As part of a concerted an on-going effort to rebuild its collection budget, the Library has dedicated some funds to acquire important resources that it has had to forgo in the past.  I am happy to announce the acquisition of the latest electronic primary source resource.  “Everyday life & women in America c.1800-1920” is drawn from the collections of the Sallie Bingham Center for Women’s History, Duke University and The New York Public Library.  It comprises thousands of fully searchable images and transcriptions of monographs, pamphlets, periodicals, and broadsides addressing 19th and early 20th century political, social and gender issues, religion, race, education, employment, marriage, sexuality, home and family life, health, and pastimes.  With an emphasis on the conduct of life and domestic management literature, the collection is an important companion to Cornell’s own HEARTH database on the history of home economics.
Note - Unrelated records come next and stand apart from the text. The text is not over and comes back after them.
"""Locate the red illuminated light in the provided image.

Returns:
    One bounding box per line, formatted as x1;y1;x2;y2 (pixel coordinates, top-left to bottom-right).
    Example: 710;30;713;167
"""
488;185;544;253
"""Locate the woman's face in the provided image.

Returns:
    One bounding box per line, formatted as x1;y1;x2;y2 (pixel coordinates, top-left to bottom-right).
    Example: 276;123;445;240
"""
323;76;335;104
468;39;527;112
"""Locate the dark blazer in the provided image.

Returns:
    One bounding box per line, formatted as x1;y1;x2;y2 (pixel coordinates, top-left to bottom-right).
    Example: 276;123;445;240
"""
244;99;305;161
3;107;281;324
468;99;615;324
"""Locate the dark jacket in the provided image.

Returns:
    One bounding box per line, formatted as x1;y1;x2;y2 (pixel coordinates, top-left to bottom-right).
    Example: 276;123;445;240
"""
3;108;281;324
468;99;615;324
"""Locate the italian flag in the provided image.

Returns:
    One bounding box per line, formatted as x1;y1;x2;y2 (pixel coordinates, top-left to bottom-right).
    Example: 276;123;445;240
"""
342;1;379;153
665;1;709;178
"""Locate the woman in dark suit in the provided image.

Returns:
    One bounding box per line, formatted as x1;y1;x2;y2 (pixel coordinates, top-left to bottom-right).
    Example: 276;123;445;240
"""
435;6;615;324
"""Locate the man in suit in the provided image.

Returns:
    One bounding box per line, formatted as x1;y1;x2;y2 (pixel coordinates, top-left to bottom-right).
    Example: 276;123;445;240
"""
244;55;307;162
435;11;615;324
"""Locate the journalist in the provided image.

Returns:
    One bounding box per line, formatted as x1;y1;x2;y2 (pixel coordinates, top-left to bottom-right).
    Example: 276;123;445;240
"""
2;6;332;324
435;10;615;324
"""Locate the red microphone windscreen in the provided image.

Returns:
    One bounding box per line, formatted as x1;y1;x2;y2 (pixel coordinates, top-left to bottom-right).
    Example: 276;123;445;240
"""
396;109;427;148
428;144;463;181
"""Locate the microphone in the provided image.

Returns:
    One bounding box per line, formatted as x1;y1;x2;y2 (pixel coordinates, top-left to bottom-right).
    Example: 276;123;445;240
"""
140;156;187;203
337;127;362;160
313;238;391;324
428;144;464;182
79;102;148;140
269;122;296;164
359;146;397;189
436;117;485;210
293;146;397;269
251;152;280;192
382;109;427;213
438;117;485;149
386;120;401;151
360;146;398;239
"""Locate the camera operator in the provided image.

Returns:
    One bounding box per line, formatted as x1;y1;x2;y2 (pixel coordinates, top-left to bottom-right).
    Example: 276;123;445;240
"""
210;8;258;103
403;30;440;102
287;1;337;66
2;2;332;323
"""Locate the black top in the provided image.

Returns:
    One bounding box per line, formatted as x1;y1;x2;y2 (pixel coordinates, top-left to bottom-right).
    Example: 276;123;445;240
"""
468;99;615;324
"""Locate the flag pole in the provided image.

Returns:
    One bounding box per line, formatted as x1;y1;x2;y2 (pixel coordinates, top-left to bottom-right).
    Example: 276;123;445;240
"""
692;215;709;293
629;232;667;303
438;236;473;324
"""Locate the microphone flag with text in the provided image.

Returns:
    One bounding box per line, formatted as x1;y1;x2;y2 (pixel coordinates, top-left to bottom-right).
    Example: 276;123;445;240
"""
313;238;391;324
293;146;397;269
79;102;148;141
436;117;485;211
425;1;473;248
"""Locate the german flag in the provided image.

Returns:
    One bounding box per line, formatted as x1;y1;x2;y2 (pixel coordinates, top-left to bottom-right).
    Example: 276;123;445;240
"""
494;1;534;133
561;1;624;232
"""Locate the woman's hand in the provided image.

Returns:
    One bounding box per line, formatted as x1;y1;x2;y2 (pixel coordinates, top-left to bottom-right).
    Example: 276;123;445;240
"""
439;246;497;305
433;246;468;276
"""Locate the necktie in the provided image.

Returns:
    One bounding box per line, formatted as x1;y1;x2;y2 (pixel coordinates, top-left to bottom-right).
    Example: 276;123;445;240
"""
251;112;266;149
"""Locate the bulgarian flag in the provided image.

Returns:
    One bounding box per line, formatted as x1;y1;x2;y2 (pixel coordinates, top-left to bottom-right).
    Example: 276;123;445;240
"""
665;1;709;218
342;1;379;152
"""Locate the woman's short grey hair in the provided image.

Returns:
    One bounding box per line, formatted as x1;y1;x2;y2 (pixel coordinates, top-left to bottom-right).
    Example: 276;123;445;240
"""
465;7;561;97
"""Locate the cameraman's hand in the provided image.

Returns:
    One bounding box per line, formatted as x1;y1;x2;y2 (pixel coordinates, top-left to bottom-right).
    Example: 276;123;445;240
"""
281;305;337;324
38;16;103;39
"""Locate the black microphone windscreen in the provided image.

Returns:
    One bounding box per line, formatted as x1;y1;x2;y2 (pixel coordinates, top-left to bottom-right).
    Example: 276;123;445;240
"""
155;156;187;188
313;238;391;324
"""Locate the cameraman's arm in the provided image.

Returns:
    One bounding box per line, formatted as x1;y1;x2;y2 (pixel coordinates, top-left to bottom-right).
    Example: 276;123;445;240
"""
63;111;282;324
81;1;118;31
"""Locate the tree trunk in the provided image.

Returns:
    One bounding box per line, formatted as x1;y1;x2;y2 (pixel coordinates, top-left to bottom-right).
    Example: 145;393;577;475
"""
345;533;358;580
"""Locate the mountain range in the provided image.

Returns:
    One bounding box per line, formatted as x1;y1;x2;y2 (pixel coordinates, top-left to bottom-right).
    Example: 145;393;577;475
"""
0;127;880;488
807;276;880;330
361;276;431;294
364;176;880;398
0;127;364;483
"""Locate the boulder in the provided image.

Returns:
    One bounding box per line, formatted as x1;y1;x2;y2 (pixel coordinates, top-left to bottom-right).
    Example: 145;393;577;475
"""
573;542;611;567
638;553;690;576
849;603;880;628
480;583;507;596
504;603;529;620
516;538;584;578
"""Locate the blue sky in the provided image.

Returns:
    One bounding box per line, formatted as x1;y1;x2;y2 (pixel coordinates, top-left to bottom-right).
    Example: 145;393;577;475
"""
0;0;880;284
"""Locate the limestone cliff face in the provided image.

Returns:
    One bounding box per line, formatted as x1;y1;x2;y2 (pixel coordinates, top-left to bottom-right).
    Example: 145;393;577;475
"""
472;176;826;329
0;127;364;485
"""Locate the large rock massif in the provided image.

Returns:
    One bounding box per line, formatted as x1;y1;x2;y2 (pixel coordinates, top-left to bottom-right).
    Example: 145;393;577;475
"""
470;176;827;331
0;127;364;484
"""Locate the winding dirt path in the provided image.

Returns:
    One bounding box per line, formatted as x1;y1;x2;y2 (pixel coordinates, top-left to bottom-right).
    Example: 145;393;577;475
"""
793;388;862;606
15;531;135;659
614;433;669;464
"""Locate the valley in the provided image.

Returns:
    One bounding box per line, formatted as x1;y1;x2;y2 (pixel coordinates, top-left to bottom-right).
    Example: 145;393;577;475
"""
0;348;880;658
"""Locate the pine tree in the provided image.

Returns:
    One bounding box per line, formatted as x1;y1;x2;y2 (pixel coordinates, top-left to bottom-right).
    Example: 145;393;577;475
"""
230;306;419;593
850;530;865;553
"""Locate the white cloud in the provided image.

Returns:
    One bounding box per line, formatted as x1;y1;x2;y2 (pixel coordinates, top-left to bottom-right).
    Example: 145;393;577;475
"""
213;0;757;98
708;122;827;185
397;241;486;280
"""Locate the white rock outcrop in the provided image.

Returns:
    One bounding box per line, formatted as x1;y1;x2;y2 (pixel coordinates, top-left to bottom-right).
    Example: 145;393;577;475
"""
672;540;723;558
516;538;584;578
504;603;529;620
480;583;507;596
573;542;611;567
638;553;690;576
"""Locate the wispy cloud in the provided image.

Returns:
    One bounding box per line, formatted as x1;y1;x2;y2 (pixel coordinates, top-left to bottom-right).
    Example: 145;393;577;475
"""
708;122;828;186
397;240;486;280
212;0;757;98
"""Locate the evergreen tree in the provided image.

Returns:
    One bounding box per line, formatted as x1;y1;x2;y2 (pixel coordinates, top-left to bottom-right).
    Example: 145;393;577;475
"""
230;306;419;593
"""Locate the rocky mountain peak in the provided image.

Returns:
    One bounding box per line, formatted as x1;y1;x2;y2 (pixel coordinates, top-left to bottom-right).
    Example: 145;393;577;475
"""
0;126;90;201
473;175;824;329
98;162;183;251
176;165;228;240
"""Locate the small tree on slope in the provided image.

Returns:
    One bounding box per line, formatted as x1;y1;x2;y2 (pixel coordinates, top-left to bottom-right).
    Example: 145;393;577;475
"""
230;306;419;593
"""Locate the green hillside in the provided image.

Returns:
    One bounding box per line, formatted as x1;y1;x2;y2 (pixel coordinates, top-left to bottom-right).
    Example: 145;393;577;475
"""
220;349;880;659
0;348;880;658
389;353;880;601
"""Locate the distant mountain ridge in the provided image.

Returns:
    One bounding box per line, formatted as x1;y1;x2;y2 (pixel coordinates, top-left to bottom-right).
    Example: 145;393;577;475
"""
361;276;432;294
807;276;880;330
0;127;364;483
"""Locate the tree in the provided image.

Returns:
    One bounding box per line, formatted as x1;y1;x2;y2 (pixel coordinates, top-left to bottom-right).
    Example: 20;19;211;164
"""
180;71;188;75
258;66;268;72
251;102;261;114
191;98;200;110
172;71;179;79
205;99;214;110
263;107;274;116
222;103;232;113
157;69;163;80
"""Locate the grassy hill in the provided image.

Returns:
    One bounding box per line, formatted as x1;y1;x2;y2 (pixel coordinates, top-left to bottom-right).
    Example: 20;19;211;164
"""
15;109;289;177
It is hard to single out individual items among the rare books, pamphlets, and serials, but one of the most interesting titles is Town Topics, the society paper that “chronicled the New York social world during the height of the Gilded Age.”  In one of the useful essays that accompany the collection, Amy Blair notes that the journal “figures prominently in the fiction of Edith Wharton as both the public face (sometimes invited, often disdained) of the elite set and, more distressingly, as a “how-to” manual for the nouveaux riches.”